Joining a global network was one of the ways to take on the dominance of the large auditing firms. Other audit firms chose different paths.
In 2002, six firms, including one incorporated in 1936, merged to create CNK & Associates LLP with nine partners. It has since grown bigger, according to its website, and now has around 450 employees and 23 partners.
The merger allowed partners to specialise, Gautam Nayak, partner at Mumbai-based CNK & Associates, said. Earlier, they had to keep up with changes in laws and regulations in different areas, he said, adding that the merger helped solve that problem by promoting division of work and specialisation. “It also helped attract and retain talent.”
Another section of firms decided to directly take on the Big 4. Mukund M Chitale & Co., incorporated in 1973, neither merged with other firms nor opted for any international association. It now employs more than 100 people, including 10 partners.

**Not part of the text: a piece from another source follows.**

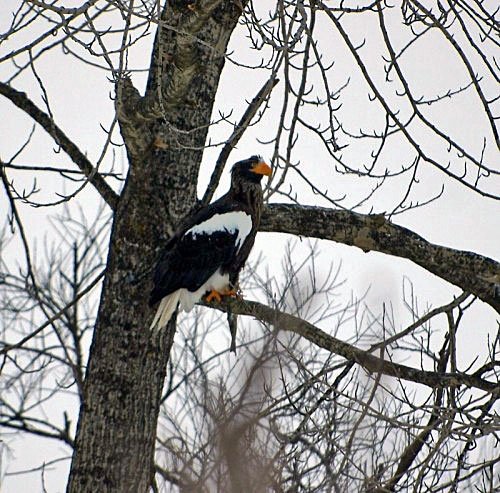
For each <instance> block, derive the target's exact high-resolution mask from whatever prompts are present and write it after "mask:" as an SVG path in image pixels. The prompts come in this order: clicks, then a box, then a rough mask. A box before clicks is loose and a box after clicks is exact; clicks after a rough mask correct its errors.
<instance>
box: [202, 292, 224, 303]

Mukund Chitale and Sushrut Chitale, the father-son duo and partners at the firm, object to pigeonholing auditors as Big 4 and others. The categorisation should actually be on quality, they said, suggesting a system of grading based on internal procedures, technology adoption, peer review and documentation. An independent framework should be created to review and grade firms, they said, adding that should be the benchmark of quality.
But for Santhanakrishnan of Shridhar and Santhanam, association with PKF has paid off. “Most of the international funds insisted on Big 4 being their auditor. There was a second layer of people who were not interested in Big 4 but wanted an international name,” he said. “We came handy only because we were recognised as an international brand.”